Following the news that a golf club in Wales was forced to close a green after a complaint from a neighbour about errant golf balls, we sought guidance from the NGCAA on the matter.
It was reported earlier this year that Holyhead Golf Club had been ordered by their local council to close their 18th green.
The move came after a neighbour complained about golf balls entering their property from the course, which left the club seeking to raise funds in order to build another hole.
Below is guidance from the NGCAA on this matter.
What are a golf club’s obligations when it comes to errant balls?
There are two main risks for clubs where there could be potential liability – one being the “internal” risk of balls hitting club property or other people within the golf course such as other golfers, walkers on footpaths and employees; the second is the risk associated with balls leaving the golf club property to cause damage to property or injury to people.
If there is an incident of damage or injury occurring from an errant golf ball, then the liability for that can be deemed to be that of the golf club itself or the golfer who struck the shot, or neither. Each case will depend upon its facts, and it can sometimes be the case that liability is apportioned between the parties on a percentage basis. For the golf club’s part, steps should be taken to ensure that the club has risk assessed the golf course to ensure that there are no unacceptable risks.
A club should look at taking steps to eradicate or drastically reduce the possibility of damage or injury occurring. That way, if the club’s part is covered to demonstrate that the golf club is not negligent in terms of its set up, the liability would then fall to the golfer who has hit a particularly errant and negligent shot, or nobody at all.
For the club’s part, the question is whether it is reasonably foreseeable that a ball will cause damage or injury. For that, a club will need to carry out a detailed risk assessment, and don’t fall into the trap that “it has always been this way” or that “we were here first” when it comes to new buildings erected on the permitter.
Part of a club’s steps to reduce risk will be looking to ensure that it warns and controls golfers. This will include the use of rules and byelaws to cover matters such as stating that staff have priority on the course and that a golfer should only hit their shot when it is safe. Whilst “ready golf” can be encouraged, the club should caveat that with the requirement that shots should only be taken when it is safe. There might be areas of particular danger within the golf course, such as greens near to tee boxes or footpath crossings – these can be highlighted in rules and byelaws, as well as on scorecards, along with the appropriate instructions and controls. Signage can be erected on the course to warn people and for golfers to only hit when it is safe.
All of these warnings will be about getting the message across to golfers in a clear and reasonable manner such that there can be no question that the club has not communicated the controls and warnings. Regular email circulars will underline the policies and any updates that may occur. As always, ensure that golfers are instructed to shout “fore” in the event of an errant shot. For visitors and guests, in addition to on-course signage, warnings can be included in terms and conditions when they book, as well as reminders in the Pro shop and scorecards.
When it comes to the course set up, if there is a risk to property or people, golf clubs can look at a variety of methods to eradicate or significantly reduce risk.

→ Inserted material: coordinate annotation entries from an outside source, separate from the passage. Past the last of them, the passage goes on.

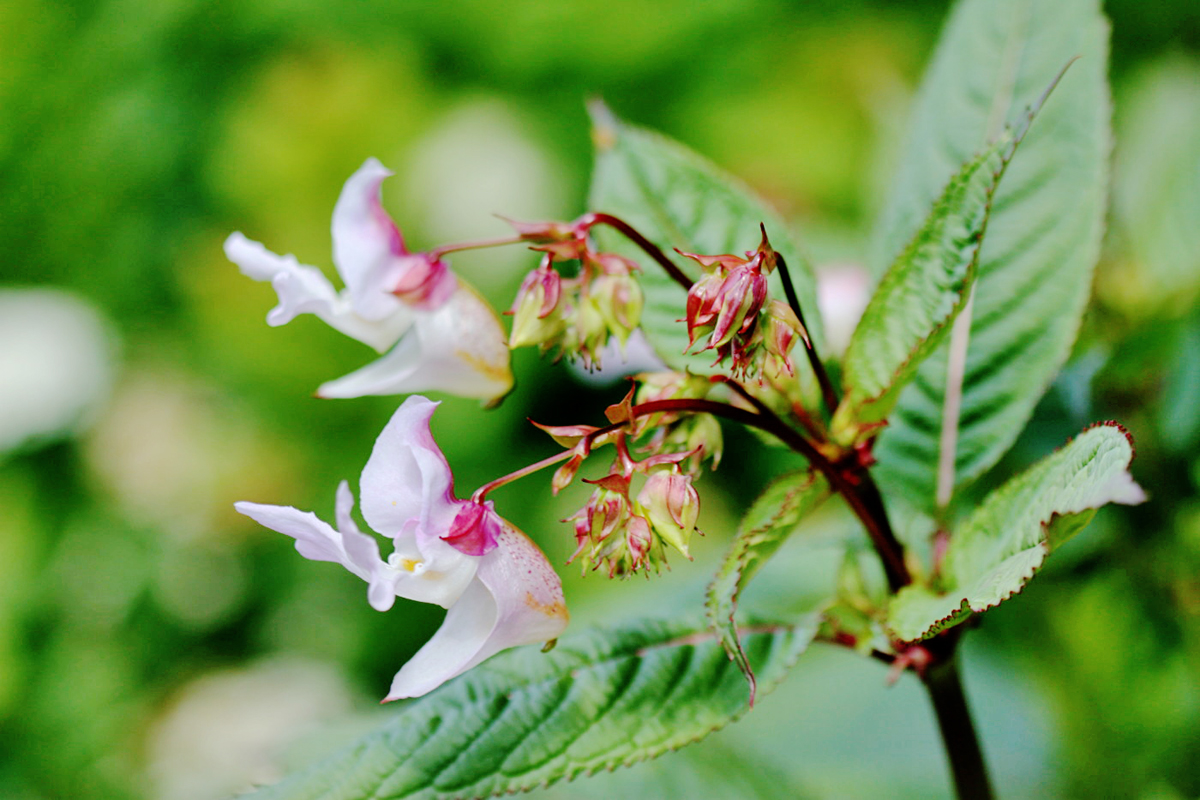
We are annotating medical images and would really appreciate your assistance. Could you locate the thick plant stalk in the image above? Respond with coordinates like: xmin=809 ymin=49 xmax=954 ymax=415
xmin=922 ymin=656 xmax=995 ymax=800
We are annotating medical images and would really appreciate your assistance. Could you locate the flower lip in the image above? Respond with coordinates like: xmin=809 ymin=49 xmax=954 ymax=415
xmin=442 ymin=500 xmax=502 ymax=555
xmin=235 ymin=396 xmax=568 ymax=700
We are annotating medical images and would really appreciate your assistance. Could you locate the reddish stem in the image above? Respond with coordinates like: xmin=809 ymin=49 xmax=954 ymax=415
xmin=775 ymin=251 xmax=838 ymax=416
xmin=581 ymin=213 xmax=692 ymax=291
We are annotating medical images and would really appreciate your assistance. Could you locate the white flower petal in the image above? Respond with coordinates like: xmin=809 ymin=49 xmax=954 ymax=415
xmin=224 ymin=233 xmax=413 ymax=351
xmin=317 ymin=281 xmax=512 ymax=401
xmin=384 ymin=524 xmax=569 ymax=702
xmin=359 ymin=393 xmax=456 ymax=541
xmin=233 ymin=503 xmax=369 ymax=581
xmin=335 ymin=481 xmax=391 ymax=587
xmin=332 ymin=158 xmax=406 ymax=320
xmin=224 ymin=231 xmax=337 ymax=325
xmin=394 ymin=536 xmax=482 ymax=608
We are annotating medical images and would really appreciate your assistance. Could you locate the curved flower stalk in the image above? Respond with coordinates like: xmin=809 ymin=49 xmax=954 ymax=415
xmin=234 ymin=396 xmax=568 ymax=702
xmin=224 ymin=158 xmax=512 ymax=401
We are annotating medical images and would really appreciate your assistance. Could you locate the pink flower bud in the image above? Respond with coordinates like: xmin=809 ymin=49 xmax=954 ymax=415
xmin=588 ymin=275 xmax=646 ymax=344
xmin=500 ymin=217 xmax=577 ymax=242
xmin=617 ymin=515 xmax=654 ymax=572
xmin=389 ymin=253 xmax=458 ymax=311
xmin=442 ymin=500 xmax=502 ymax=555
xmin=637 ymin=471 xmax=700 ymax=558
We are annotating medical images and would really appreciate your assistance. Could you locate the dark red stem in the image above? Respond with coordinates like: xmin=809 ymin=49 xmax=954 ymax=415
xmin=628 ymin=398 xmax=912 ymax=593
xmin=583 ymin=213 xmax=692 ymax=291
xmin=775 ymin=251 xmax=838 ymax=416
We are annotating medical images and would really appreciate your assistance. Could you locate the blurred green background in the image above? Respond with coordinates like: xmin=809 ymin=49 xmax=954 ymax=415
xmin=0 ymin=0 xmax=1200 ymax=800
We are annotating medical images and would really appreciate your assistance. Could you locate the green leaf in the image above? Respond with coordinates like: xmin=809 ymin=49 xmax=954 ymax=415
xmin=872 ymin=0 xmax=1110 ymax=512
xmin=887 ymin=422 xmax=1146 ymax=642
xmin=833 ymin=130 xmax=1018 ymax=444
xmin=588 ymin=104 xmax=823 ymax=374
xmin=706 ymin=470 xmax=829 ymax=705
xmin=243 ymin=621 xmax=816 ymax=800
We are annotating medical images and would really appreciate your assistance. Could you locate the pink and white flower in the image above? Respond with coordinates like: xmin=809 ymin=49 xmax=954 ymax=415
xmin=234 ymin=396 xmax=568 ymax=702
xmin=224 ymin=158 xmax=512 ymax=399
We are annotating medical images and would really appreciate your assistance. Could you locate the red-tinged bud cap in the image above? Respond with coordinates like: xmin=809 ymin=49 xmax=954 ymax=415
xmin=625 ymin=515 xmax=654 ymax=572
xmin=500 ymin=217 xmax=576 ymax=242
xmin=637 ymin=471 xmax=700 ymax=558
xmin=442 ymin=500 xmax=502 ymax=555
xmin=391 ymin=253 xmax=458 ymax=311
xmin=509 ymin=258 xmax=566 ymax=349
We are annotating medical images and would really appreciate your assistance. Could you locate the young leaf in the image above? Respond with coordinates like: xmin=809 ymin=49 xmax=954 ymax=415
xmin=887 ymin=422 xmax=1146 ymax=642
xmin=588 ymin=103 xmax=823 ymax=374
xmin=253 ymin=621 xmax=816 ymax=800
xmin=833 ymin=131 xmax=1018 ymax=445
xmin=872 ymin=0 xmax=1110 ymax=512
xmin=706 ymin=470 xmax=829 ymax=705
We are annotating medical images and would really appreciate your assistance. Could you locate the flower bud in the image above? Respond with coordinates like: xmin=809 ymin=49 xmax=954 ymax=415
xmin=636 ymin=471 xmax=700 ymax=559
xmin=509 ymin=259 xmax=565 ymax=348
xmin=442 ymin=500 xmax=502 ymax=555
xmin=588 ymin=275 xmax=644 ymax=344
xmin=388 ymin=253 xmax=458 ymax=311
xmin=684 ymin=414 xmax=725 ymax=469
xmin=563 ymin=296 xmax=608 ymax=365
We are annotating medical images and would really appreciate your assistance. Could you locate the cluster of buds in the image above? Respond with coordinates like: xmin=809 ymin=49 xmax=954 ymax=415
xmin=509 ymin=215 xmax=644 ymax=367
xmin=539 ymin=381 xmax=700 ymax=577
xmin=679 ymin=221 xmax=808 ymax=377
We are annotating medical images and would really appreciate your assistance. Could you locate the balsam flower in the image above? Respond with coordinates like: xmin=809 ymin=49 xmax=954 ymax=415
xmin=234 ymin=396 xmax=568 ymax=702
xmin=224 ymin=158 xmax=512 ymax=399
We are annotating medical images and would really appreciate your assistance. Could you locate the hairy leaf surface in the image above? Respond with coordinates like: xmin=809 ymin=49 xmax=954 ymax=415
xmin=888 ymin=422 xmax=1146 ymax=642
xmin=706 ymin=470 xmax=829 ymax=702
xmin=253 ymin=621 xmax=815 ymax=800
xmin=872 ymin=0 xmax=1110 ymax=511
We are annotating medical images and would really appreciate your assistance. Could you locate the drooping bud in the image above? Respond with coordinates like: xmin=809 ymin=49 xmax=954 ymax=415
xmin=762 ymin=300 xmax=808 ymax=375
xmin=624 ymin=515 xmax=654 ymax=577
xmin=509 ymin=258 xmax=565 ymax=348
xmin=635 ymin=470 xmax=700 ymax=559
xmin=589 ymin=275 xmax=646 ymax=345
xmin=388 ymin=253 xmax=458 ymax=311
xmin=442 ymin=500 xmax=503 ymax=555
xmin=500 ymin=216 xmax=577 ymax=242
xmin=563 ymin=296 xmax=608 ymax=366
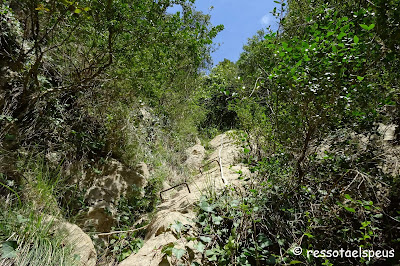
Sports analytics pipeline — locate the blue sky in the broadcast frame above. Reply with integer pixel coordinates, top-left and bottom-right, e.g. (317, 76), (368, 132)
(170, 0), (277, 64)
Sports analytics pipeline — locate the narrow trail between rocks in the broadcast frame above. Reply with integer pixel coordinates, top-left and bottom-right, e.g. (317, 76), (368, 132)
(119, 132), (250, 266)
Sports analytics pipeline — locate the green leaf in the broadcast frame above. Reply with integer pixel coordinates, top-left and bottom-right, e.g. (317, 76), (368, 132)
(194, 242), (206, 253)
(368, 24), (375, 30)
(344, 194), (353, 200)
(212, 215), (224, 225)
(326, 31), (335, 37)
(161, 243), (175, 256)
(171, 221), (183, 234)
(1, 241), (18, 259)
(360, 24), (375, 31)
(199, 201), (214, 212)
(199, 236), (212, 243)
(337, 32), (347, 40)
(172, 248), (186, 260)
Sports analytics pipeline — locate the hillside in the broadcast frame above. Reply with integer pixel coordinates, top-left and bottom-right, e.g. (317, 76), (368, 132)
(0, 0), (400, 266)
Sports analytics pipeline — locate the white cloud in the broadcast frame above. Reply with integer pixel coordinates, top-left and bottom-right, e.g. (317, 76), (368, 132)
(260, 14), (272, 25)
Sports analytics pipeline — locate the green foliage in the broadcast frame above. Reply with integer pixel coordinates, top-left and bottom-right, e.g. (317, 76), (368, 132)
(0, 200), (79, 265)
(198, 0), (399, 265)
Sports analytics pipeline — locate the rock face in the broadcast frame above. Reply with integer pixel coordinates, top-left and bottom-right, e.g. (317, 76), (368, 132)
(119, 210), (194, 266)
(120, 134), (250, 266)
(43, 216), (97, 266)
(58, 222), (97, 266)
(185, 144), (206, 170)
(67, 159), (150, 232)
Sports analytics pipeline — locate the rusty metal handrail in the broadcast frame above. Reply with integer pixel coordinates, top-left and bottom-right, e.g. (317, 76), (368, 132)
(160, 182), (192, 200)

Each course will vary, but some examples can include changing the direction of the tee shot, the introduction of in-course out of bounds, bunkering, elevating or lowering tee boxes, lengthening or shortening holes, fencing, tree-planting and the erection of netting. Some clubs will ultimately have to change a hole (eg from a par 4 to a par 3) or close the hole and relocate the hole elsewhere (sometimes club insurance will cover this eventuality, but check the policy). It may well be that the erection of a large net is the way forward, but planning permission would be likely to be needed for that. The cost of modifications will be a factor and whilst some friendly neighbours might be willing to contribute, there is unlikely to be any obligation upon them so to do.
Sometimes, neighbours will be unhappy with the prospect of a net, but such matters would have to be argued with planners. Occasionally, neighbours will offer to sign a waiver instead of having a net, but please note that such documents would be unlikely to be worth the paper that they are written on for injuries since it is not possible to contract out of liability for death or personal injury when it arises from your own negligence.

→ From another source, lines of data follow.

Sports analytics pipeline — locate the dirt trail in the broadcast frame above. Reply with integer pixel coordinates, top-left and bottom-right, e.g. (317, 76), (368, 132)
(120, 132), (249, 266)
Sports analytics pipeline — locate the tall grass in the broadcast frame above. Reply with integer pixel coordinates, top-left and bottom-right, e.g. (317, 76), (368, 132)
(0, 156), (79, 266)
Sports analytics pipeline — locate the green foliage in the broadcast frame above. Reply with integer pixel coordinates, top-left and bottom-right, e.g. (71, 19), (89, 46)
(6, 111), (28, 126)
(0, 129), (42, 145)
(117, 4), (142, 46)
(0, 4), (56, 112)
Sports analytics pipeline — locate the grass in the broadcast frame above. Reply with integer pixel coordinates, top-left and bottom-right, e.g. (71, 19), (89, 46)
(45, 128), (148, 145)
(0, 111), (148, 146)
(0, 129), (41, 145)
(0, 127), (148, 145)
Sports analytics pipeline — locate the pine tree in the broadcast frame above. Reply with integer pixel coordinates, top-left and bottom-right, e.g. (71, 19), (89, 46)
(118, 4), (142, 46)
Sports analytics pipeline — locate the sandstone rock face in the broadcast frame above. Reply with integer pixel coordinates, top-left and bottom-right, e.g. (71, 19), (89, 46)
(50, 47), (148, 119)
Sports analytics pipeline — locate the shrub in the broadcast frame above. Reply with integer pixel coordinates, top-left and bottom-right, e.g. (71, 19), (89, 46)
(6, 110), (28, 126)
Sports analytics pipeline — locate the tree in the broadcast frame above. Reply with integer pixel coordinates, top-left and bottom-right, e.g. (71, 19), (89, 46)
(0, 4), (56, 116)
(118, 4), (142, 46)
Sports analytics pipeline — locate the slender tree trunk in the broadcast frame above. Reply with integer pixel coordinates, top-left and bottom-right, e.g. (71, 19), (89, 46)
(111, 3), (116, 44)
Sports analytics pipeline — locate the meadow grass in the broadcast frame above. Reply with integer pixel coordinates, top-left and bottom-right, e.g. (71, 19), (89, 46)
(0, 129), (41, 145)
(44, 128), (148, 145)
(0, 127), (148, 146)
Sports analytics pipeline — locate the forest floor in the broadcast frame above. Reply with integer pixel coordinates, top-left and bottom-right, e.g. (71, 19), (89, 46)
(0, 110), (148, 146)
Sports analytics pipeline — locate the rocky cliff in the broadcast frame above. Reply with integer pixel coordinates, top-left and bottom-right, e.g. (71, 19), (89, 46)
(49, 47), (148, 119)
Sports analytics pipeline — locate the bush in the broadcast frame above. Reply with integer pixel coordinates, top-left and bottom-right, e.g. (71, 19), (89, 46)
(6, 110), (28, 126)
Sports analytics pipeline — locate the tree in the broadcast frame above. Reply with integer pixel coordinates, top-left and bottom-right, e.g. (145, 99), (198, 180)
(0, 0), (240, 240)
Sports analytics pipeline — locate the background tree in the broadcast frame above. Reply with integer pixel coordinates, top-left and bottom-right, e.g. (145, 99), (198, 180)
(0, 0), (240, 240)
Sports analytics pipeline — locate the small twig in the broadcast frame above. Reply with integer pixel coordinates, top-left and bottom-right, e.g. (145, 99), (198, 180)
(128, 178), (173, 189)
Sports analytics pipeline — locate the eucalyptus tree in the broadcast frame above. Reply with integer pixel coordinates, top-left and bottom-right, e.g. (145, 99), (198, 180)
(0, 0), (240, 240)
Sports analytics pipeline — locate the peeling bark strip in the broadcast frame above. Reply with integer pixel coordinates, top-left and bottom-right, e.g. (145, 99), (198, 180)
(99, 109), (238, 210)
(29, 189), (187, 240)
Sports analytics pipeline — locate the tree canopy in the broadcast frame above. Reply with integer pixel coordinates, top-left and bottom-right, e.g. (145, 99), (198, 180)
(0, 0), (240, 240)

For a potential negligence claim, it makes little difference “who was there first” – a club should still take steps to eradicate or substantially reduce risk from a set-up which is potentially dangerous. “Who was there first” can come into play as an argument if an injunction were sought in an action for nuisance, but the club must still protect itself when it comes to a potential negligence claim, as outlined above.
Where developers are planning to build close to the golf course perimeter, golf clubs should seek to engage with planners and potentially object to planning permission.
Golf clubs should liaise with their insurer to ensure that they are comfortable with the course set up. In the event of communications from third parties about errant balls, clubs should advise their insurer and seek the insurer’s assistance in drafting any written letters to third parties. A club would not want to say anything in writing or do anything that might later be seen as an admission of liability, so it would be important that club insurers are on board with all correspondence and actions.